If you believe Africa’s media are under threat you are incorrect. The aim was to find ways to come up with financing and business platforms in the industry.
Lots of people are amazed to learn that Cameroon is a beacon for media freedom in Africa and sets an example to which all other African countries, including South Africa, should hope. What’s even more optimistic is that Issa Tchiroma Bakary, Cameroon’s Minister of Communications, has also vowed to his government’s full support of AMLF’s common goal, which is to create a media opportunity to maintain the highest standards of integrity, fairness and objectivity.
At a possible dig in South Africa, AllAfrica.com reports that among the speakers, Alfred E. Opubor, Animal Control Experts, Secretary General of the West African New Media and Development Centre, said that African media is free depending on the constitutions of most countries but lack truth due to the immaturity of political leadership. The struggle in Africa now for freedom of expression is to get our politicians and even our business people to see that a free atmosphere for communication is a fantastic thing for economic growth.”
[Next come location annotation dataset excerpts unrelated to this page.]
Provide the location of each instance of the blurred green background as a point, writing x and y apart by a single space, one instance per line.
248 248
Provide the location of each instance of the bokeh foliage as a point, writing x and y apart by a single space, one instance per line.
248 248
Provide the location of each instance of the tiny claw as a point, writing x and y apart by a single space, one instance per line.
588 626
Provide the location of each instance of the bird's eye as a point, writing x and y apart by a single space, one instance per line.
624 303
In regards to financing, Eric Chinje, head of international media development in World Bank Institute, stated that many media in Africa get their funds from governments and companies. This isn’t a good thing since it hampers transparency and honest journalism. Personal media businesses, which are dependent on advertising, struggle to compete with the nearly bottomless government coffers, and it can be tricky to operate if you don’t toe the government line.
Among the solutions, based on Chinje, is financing from banks, financial institutions, development agencies and fund managers. “This is where the real money is. If you examine the figures, the number of media funds coming from banks, financial institutions and development agencies remains negligible.”
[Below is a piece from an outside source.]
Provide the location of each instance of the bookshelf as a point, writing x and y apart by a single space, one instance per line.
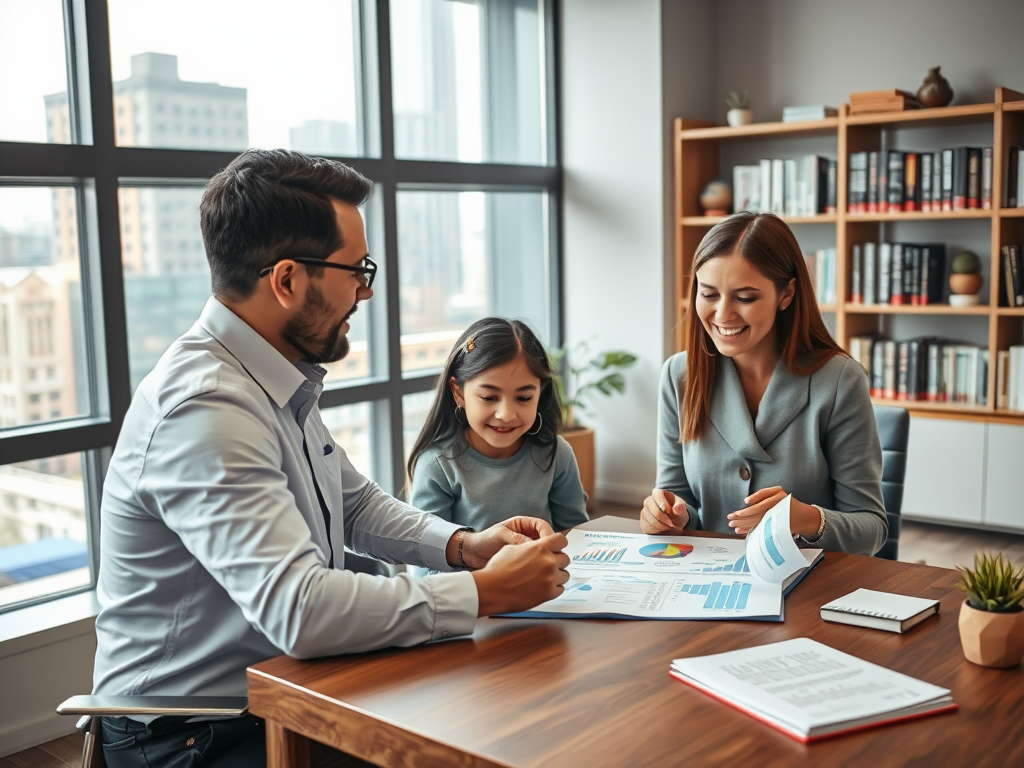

It’s crucial that this excess funding is found because, based on Hunter Gault, an award-winning SA-base journalist, “Media will help accelerate Africa’s economic and social progress… Africa needs a powerful media to document these changes and to assist its people understand and become part of what could ultimately lead to an African Renaissance.”
But if only the South African government would focus on its other African American counterparts, we can stop pointing fingers and start moving forward as a country.